A homemade roasted red pepper sauce beautifully tops flaky orange roughy fillets. The pecan garnish adds a bit of crunch.-Joyce Mitchell, Kilmarnock, Virginia

Provided by Taste of Home

Categories     Dinner

Time 50m

Yield 6 servings.

Number Of Ingredients 20

SPICED PECANS:
2 tablespoons Worcestershire sauce
1 tablespoon butter
1 teaspoon vegetable oil
1 cup pecan halves
1/4 teaspoon salt
1/4 teaspoon dried thyme
1/4 teaspoon dried oregano
1/4 teaspoon cayenne pepper
RED PEPPER SAUCE:
1/4 cup white wine vinegar
1/4 cup lemon juice
2 tablespoons chopped shallots
3/4 cup roasted sweet red peppers, drained
FISH:
6 orange roughy or whitefish fillets (8 ounces each)
1/8 teaspoon pepper
1 cup all-purpose flour
3/4 cup butter, melted
2 tablespoons vegetable oil

Steps:

  • In a small saucepan, combine the Worcestershire sauce, butter and oil; cook and stir until butter is melted.
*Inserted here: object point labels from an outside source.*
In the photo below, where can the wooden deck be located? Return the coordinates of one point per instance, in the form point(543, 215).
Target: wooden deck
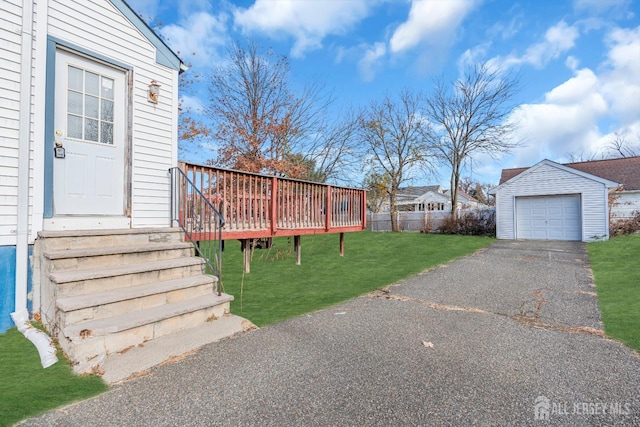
point(260, 206)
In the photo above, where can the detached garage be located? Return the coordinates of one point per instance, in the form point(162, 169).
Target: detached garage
point(550, 201)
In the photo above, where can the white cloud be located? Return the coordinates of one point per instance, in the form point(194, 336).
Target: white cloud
point(192, 104)
point(621, 82)
point(197, 38)
point(308, 22)
point(597, 7)
point(557, 40)
point(368, 62)
point(146, 8)
point(580, 115)
point(429, 21)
Stir in the pecans, salt, thyme, oregano and cayenne until blended; cook 3-4 minutes longer or until lightly toasted. Cool. , In another small saucepan, bring the vinegar, lemon juice and shallots to a boil; cook for 8-10 minutes or until sauce is reduced to 1/2 cup. In a blender, puree red peppers. Gradually stir puree into sauce; heat though. Keep warm. , Sprinkle fish fillets with pepper. Place flour and butter in separate shallow bowls. Dip fillets in flour, then in butter. In a large skillet over medium heat, fry fillets in oil in batches for 4-6 minutes on each side or until fish flakes easily with a fork. Serve with red pepper sauce; garnish with spiced pecans.

Nutrition Facts : Calories 799 calories, Fat 57g fat (20g saturated fat), Cholesterol 205mg cholesterol, Sodium 559mg sodium, Carbohydrate 23g carbohydrate (3g sugars, Fiber 2g fiber), Protein 49g protein.